My biggest work is clearing myself out at the moment, which is really the emotional and spiritual (and sometimes physical) equivalent of getting on the biggest rollercoaster ever built, but not actually knowing how big it is till you’re already strapped in and on your way, ie. you passed the point of no return waaaaaay back, you just didn’t know it at the time.

So I'm on the rollercoaster; covering the entire painting in white gesso is the strapping in and off you go part. No going back now.Which is probably for the best or you might’ve chickened out. Mind you, I probably wouldn’t have actually; not because I’m never scared but I routinely seem to do things that other people think take ‘guts’. And I love change!

We have nothing to lose at this point so let’s play. First we’ll draw into the wet gesso with a pencil.

If I had a pound for every time someone had said to me ‘you’re so brave’ I could buy myself a little island with a hammock and a lifetime supply of chocolate buttons. Stuff like starting a business, jumping out of a plane, ending a relationship with someone I was still in love with. That kind of thing. To me these things are nothing to do with guts (well, maybe that last one); I either want to do them or need to do them or both, and that’s it. I can’t claim any great courage!

Now we’ll sling some watered down acrylic on there because we’ve been sort of interested by that for ages and we may as well try it on our new clean slate.

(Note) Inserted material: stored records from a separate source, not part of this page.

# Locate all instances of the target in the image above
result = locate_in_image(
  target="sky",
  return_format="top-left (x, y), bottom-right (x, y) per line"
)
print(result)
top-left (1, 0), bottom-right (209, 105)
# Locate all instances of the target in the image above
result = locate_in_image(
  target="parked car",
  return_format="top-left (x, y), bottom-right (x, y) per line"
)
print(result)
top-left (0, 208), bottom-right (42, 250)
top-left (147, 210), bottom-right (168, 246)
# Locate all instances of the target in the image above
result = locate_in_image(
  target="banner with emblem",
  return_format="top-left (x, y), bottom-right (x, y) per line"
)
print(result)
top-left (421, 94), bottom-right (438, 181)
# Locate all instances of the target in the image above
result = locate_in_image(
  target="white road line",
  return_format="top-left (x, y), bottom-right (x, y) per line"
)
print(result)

So anyway, where was I going with this…. ah yes, stuff. So you do the work and the stuff comes up, which is great because who wants to hold onto old crap that doesn’t serve you and is hindering you from becoming and offering your best self to the world? The stuff coming up is not fun, exactly, but each time you deal with the latest thing, it’s gone, you’re done and you’ve gone up a level, even if sometimes it feels like you’ve actually fallen down a hole and you can’t see where the bloody hell you are let alone where you’re going.

Uh oh, a hole. The painting looks like a three year old did it, with three year old style primary colours. It’s all just a bit not right. The splattering was fun though.

In my mind the work looks like one of those graphs that heart monitors make, just a lot less regular. There’s up, there’s down, and there’s the bit I probably find the most challenging, the plateau. My teacher laughs at me when I’m plateauing because my ego has a field day and I get very stroppy and impatient with myself for my perceived lack of progress.

ick. I love colour but not primaries like this. What is Ugly Phase to me may not look ugly to you but I am SO uncomfortable right now.

It’s usually when I don’t think I can bear it much longer that something happens. Generally a big downer. So we look at it and we see what’s uncomfortable and we clean up.

with white gesso, which we also can scribble into with the end of the brush.

We ‘put things in place’. God is in the details after all. We must master the ordinary before we can do the big stuff. (Although apparently everything is the same size but that’s another story.) There’ll be some affirmations and some healing, a lot of talking and smoothing out of kinks.

a truncated quote from Proust about how the real voyage of discovery is not about seeking new landscapes but having new eyes.

You can always try new things.

like adding some nickel azo gold to dirty it up a bit.

some oil pastels


in colours you would never normally use together.

You just keep going, one foot in front of the other, and the picture starts to come into focus, like when you twist the lens on a camera.

And even though it looks nothing like you thought it might, it feels good, there’s a sensation of having worked through something and come out the other side. And it’s a long way up from where you started.